The really big difference between one of Steve Penk’s prank calls and this is also significant. In the UK a radio station needs written permission from the people on the call before it is even broadcast – so in this case the radio station would have to have got written permission from Nurse Jacintha Saldanha and also from the unnamed nurse who gave out the Duchess’ medical details, this in turn would have required permission from the palace and the hospital, neither of which would have been given, so the call would never have been aired.

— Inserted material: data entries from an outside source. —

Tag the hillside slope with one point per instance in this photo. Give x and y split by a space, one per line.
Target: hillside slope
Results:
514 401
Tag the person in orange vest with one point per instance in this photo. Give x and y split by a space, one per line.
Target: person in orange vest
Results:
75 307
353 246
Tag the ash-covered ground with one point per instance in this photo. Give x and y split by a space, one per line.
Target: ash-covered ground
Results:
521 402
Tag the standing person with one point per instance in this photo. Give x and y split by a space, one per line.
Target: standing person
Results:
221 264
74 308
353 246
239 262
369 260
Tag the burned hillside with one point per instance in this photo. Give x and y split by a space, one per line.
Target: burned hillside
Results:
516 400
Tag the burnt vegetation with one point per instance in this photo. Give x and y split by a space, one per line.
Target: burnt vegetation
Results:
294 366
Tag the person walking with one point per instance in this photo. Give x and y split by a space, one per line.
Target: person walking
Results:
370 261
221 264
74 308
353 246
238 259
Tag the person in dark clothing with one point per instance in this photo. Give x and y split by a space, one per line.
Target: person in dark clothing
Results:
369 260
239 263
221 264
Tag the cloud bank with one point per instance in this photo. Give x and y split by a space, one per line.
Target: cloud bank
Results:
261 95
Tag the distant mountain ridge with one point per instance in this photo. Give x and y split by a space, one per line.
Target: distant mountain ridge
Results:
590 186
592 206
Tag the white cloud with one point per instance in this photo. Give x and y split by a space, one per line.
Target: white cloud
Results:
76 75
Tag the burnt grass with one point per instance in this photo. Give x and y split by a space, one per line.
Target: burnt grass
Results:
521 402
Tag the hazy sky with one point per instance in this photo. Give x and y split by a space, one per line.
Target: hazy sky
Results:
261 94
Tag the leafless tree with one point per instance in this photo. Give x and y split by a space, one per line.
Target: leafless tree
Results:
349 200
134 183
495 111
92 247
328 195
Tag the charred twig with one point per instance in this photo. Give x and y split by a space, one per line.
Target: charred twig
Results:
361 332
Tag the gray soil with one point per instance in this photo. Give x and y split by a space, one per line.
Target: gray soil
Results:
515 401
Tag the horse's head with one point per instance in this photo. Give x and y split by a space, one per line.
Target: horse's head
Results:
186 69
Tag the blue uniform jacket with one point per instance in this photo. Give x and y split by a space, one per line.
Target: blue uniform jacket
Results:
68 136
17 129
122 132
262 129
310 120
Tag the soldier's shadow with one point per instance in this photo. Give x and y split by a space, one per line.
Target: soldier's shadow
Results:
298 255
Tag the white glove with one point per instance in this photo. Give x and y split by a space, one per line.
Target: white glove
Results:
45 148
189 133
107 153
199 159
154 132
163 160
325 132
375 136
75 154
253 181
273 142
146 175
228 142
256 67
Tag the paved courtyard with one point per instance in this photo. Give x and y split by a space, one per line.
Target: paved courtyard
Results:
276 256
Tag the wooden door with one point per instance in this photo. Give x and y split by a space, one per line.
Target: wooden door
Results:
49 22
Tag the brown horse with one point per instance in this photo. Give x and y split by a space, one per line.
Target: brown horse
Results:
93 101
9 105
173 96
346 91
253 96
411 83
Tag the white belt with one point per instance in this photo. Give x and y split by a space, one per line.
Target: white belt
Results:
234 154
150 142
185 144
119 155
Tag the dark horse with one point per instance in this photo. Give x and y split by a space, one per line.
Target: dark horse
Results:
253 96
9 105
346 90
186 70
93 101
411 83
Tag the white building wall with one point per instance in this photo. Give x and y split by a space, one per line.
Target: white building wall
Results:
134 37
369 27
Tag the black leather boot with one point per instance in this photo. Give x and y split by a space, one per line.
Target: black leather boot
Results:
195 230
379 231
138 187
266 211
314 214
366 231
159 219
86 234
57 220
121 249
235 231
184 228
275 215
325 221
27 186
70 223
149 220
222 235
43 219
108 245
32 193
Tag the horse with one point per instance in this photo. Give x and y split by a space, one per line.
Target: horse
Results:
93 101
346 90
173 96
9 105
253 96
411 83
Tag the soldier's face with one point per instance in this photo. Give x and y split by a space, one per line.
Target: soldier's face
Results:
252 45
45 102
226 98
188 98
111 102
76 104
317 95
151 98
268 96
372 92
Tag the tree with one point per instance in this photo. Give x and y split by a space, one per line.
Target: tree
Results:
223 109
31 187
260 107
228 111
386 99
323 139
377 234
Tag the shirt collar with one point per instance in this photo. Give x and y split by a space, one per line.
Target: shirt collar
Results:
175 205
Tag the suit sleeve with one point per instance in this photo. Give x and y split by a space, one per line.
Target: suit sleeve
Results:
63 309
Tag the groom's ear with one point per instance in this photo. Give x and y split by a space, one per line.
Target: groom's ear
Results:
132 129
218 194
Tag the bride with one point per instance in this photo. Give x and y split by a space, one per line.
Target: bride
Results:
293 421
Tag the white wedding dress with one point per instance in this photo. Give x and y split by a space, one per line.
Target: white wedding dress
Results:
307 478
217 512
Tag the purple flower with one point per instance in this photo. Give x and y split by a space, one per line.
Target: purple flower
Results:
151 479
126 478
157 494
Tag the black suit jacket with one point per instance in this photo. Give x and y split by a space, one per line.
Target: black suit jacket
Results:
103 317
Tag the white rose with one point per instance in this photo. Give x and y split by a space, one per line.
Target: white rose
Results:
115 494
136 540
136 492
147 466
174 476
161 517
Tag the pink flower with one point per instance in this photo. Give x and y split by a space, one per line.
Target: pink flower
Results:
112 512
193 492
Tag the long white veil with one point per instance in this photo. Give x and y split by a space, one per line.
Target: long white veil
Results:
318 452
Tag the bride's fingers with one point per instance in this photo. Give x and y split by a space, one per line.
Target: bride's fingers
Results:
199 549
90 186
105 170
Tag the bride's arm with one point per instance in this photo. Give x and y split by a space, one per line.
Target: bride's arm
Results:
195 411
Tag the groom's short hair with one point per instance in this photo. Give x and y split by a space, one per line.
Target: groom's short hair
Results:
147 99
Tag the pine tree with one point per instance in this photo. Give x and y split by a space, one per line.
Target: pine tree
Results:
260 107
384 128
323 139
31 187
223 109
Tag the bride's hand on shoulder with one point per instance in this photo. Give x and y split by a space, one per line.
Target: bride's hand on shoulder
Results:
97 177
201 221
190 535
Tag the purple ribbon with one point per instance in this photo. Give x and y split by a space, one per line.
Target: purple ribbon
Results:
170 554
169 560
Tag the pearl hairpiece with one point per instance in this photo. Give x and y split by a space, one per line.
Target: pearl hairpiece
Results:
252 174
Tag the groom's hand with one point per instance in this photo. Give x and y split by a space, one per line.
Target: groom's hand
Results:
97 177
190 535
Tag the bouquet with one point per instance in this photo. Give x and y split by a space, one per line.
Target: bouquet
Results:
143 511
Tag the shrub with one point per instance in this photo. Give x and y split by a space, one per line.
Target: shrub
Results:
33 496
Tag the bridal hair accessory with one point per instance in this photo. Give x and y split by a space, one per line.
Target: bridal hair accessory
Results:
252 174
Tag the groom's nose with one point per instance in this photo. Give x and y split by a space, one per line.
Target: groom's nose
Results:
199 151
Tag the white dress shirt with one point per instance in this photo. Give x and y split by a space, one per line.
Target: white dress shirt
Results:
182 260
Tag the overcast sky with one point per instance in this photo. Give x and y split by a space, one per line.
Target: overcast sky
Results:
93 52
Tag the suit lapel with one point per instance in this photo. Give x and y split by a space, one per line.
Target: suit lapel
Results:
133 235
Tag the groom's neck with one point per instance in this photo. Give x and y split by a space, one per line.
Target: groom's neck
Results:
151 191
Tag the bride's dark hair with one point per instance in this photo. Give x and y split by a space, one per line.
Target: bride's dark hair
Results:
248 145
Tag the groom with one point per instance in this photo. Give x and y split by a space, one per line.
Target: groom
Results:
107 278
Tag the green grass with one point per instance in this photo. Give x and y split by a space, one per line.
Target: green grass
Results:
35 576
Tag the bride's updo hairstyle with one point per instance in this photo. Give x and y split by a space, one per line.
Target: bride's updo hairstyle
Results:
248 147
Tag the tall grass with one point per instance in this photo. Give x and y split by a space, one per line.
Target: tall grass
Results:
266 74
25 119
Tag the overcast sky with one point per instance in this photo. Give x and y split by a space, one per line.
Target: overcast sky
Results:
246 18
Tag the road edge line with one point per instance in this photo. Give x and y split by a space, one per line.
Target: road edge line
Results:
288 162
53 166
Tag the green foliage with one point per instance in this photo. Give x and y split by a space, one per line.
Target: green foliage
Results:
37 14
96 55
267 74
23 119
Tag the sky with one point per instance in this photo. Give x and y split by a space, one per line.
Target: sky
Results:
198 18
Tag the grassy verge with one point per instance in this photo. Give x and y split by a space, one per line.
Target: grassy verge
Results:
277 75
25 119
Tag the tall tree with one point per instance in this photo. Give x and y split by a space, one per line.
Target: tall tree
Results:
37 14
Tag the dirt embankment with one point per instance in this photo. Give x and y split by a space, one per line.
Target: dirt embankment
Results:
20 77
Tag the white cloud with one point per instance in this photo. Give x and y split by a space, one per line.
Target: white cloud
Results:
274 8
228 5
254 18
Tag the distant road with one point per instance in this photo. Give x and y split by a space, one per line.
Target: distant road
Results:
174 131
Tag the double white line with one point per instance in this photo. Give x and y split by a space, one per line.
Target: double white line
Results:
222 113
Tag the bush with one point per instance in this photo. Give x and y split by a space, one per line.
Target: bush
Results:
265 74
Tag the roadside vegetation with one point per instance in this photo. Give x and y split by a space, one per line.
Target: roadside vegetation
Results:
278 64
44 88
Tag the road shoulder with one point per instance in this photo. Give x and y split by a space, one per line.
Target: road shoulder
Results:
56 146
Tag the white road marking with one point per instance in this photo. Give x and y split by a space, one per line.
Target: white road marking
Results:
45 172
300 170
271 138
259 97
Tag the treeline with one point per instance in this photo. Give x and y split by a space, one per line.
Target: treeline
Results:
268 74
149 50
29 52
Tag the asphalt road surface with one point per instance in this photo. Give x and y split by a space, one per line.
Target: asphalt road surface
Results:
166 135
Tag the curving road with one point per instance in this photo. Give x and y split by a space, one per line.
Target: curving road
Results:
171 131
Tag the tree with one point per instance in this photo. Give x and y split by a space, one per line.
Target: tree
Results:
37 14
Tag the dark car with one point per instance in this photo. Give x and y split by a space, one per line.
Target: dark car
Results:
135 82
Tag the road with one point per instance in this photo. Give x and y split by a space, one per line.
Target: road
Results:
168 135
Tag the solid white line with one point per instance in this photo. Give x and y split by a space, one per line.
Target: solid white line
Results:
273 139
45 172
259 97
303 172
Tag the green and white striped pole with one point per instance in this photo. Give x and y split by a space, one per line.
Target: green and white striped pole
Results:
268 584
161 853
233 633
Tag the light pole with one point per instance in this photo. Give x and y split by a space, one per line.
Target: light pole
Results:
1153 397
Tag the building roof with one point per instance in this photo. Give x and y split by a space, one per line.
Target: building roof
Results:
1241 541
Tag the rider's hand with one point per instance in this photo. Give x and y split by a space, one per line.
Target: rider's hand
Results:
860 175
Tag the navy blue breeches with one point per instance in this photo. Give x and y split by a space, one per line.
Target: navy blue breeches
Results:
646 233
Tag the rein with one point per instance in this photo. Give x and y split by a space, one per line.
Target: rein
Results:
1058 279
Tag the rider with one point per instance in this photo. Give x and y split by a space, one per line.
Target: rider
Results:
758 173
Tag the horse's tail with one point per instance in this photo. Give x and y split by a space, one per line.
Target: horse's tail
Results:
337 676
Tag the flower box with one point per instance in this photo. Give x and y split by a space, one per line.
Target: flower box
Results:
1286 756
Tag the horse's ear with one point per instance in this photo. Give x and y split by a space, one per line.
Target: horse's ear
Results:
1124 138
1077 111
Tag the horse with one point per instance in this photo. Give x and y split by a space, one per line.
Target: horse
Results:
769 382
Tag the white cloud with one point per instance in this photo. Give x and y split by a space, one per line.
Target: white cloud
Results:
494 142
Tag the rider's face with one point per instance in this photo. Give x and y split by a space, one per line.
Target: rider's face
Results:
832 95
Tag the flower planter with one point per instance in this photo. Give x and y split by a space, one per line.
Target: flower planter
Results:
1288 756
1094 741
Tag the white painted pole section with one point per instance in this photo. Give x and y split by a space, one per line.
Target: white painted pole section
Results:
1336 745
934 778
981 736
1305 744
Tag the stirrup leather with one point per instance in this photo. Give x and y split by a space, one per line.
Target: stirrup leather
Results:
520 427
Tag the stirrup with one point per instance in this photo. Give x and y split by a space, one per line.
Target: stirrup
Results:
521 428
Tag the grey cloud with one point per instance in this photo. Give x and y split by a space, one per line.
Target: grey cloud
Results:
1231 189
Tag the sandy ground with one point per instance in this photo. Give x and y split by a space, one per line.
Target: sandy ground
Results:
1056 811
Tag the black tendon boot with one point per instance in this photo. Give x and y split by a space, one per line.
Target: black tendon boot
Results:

As to whether the hospital was putting undue pressure on the nurse, comments from friends and family of the nurse suggest not. Was she mentally ill? Again I don’t think so. It is worth remembering that firstly the nurse isn’t British – she was from India and is one of the many many nurses from abroad who come and work in our healthcare system. Reading some of the background she started working in an NHS hospital in Bristol, and four years ago got a job working for the exclusive King Edward VII hospital in London. Comments in the papers suggest she was immensely proud to have been given a job at such a prestigious hospital, and comments from the hospital after her death suggest she was an excellent and caring nurse. She was proud to be one of the nurses that looked after senior members of the Royal Family when they were sick. Now consider this, someone who is trained like every nurse to keep the confidentiality of patient information, immensely proud to be working for the Royal Family and is then tricked, allowing confidential medical details of the condition of the future Queen to be broadcast, more than that the people who did it repeatedly rebroadcast the trick proclaiming how easy it was to talk their way past you, and the poor woman was left in a mess. Not really any concern from Australia where the radio show was getting international publicity…

Whilst I feel a bit of sympathy for the DJ’s, it’s more that they have in a very brutal way, learnt that when you do these kinds of shows in the name of entertainment you’re dealing with real people and real lives, and they don’t always react well to it. There are very good reasons why in this country the regulations require written permission from the people featured before they are broadcast because it forces the radio stations to consider the victims of stunts like this before they are broadcast. In this case the radio station didn’t consider the two nurses at all as the international publicity flooded in, and now we have a dead nurse and family in mourning, two DJ’s who I suspect will have little career left after this, and indeed a radio station that may disappear as the advertisers are now deserting it in droves.

All of this for a cheap prank getting some medical details about the Duchess of Cambridge. Was it really worth it?